Is it possible to iterate through multiple tables using 1 for loop?

Question is in the topic. Just curious if this is possible. I’ve tried looking on the devforum, but I never got a clear concise answer.

The main goal of this is to iterate through multiple subtables or any table

e.g.

--using subtable dictionaries for e.g.
local TestTable = {

Table1 = {
Red = true
Blue = true
Green = true
};

Table2 = {
Red = true
Blue = true
Green = true
};

}

I want to print the Key and Value of both subtables using only 1 for loop.
So print something like


Red: true
Blue: true
Green: true
Red: true
Blue: true
Green: true

I can do

for key, value in pairs(TestTable.Table1) do

end

-- and

for key, value in pairs(TestTable.Table2) do

end


But to me it seems like I’m repeating myself and inefficient overall…

I have also tried something like this but…

for key, value in pairs(TestTable) do -- this gets the main table hope that's the correct term
    for k,v in pairs(key) do -- I get the key which are the subtables
     -- but it recognizes the key as a string and not a table and I get this error
   end
end

invalid argument #1 to 'pairs' (table expected, got string); --most likely cause the args for a for loop are strings lol so there's that
--also that's 2 loops

So is it possible to do this? If not is there a different way to accomplish this without using multiple for loops as I stated above?

Are you sure value isn’t the subtable variable, because key is just the string(or nurmber) that value is assigned to.

The value is the dictionary I want to print.

['Red'] = true
['Blue'] = true
['Green'] = true

So it doesn’t actually give me the key and value separately, it returns the whole dictionary, which I do not want.

So if I wanted to assign something with certain properties, it’d give me an error. If that makes sense

local t = {
    t1 = {
        red = true,
        blue = true,
        green = false
    },
    t2 = {
        red = false,
        blue = false,
        green = true
    }
}

for i,v in pairs(t) do
    if type(v) == "table" then
        table.foreach(v, print)
    end
end
1 Like
local TestTable = {

	Table1 = {
		Red = true,
		Blue = true,
		Green = true
	};

	Table2 = {
		Red = true,
		Blue = true,
		Green = true
	};

}

for i, Table in pairs(TestTable) do
	for i, v in pairs(Table) do
		print(string.format("%s: %s", i, tostring(v)))
	end
end

-- OnE fOr LoOp
for i, Table in pairs(TestTable) do
	table.foreach(Table, function(i, v)
		print(string.format("%s: %s", i, tostring(v)))
	end)
end
2 Likes

You could look into using some recursion. Not sure why people are recommending table.foreach – it is deprecated.

local function deep_search(tbl)
    for key, value in pairs(tbl) do
        if typeof(value) == "table" then
            deep_search(value)
        end
        print(key, value)
    end
end
11 Likes

Thank you all for the replies. I just have one question cause I actually feel dumb. Why is the value the table and not the key? Cause if I do

for key,value in pairs(TestTable) do
   print(key)
end

I get TestTable1 and TestTable2. So wouldn’t that be the table?

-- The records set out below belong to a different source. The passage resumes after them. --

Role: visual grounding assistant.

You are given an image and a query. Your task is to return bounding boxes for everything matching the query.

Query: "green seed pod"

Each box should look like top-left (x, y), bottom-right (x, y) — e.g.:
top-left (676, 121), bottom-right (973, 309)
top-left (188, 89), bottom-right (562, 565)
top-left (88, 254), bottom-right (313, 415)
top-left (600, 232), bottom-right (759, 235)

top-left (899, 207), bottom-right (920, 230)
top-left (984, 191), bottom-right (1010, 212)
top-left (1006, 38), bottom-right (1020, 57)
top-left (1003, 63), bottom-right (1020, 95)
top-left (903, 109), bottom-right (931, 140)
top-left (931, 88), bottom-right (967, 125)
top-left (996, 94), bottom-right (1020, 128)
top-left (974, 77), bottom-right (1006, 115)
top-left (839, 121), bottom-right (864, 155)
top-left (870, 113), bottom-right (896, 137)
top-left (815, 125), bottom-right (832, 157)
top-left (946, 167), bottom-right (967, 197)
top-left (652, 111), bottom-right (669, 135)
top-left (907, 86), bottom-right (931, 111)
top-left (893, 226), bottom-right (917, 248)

What exactly do you mean by key?

It’s because you’re basically dealing with a dictionary where the syntax is:
local dict = {<key> = <value>}.
When you’re using

local TestTable = {
    Table1 = {
    Red = true
    Blue = true
    Green = true
    };

You make a dictionary named “TestTable” where the key is “Table1” and the value assigned to it is the actual table. By doing

for key,value in pairs(TestTable) do
   print(key)
end

You print the keys, aka the “Table1”, “Table2” string.
For more info check out this:https://education.roblox.com/en-us/resources/intro-to-dictionaries---series

1 Like

What I mean is the Key is the subtable I want so it prints the subtable names

--outputs
TestTable1
TestTable2

But @WhosThatGuy_Guys has answered that question for me. Thank you very much. And thank you for your replies everyone.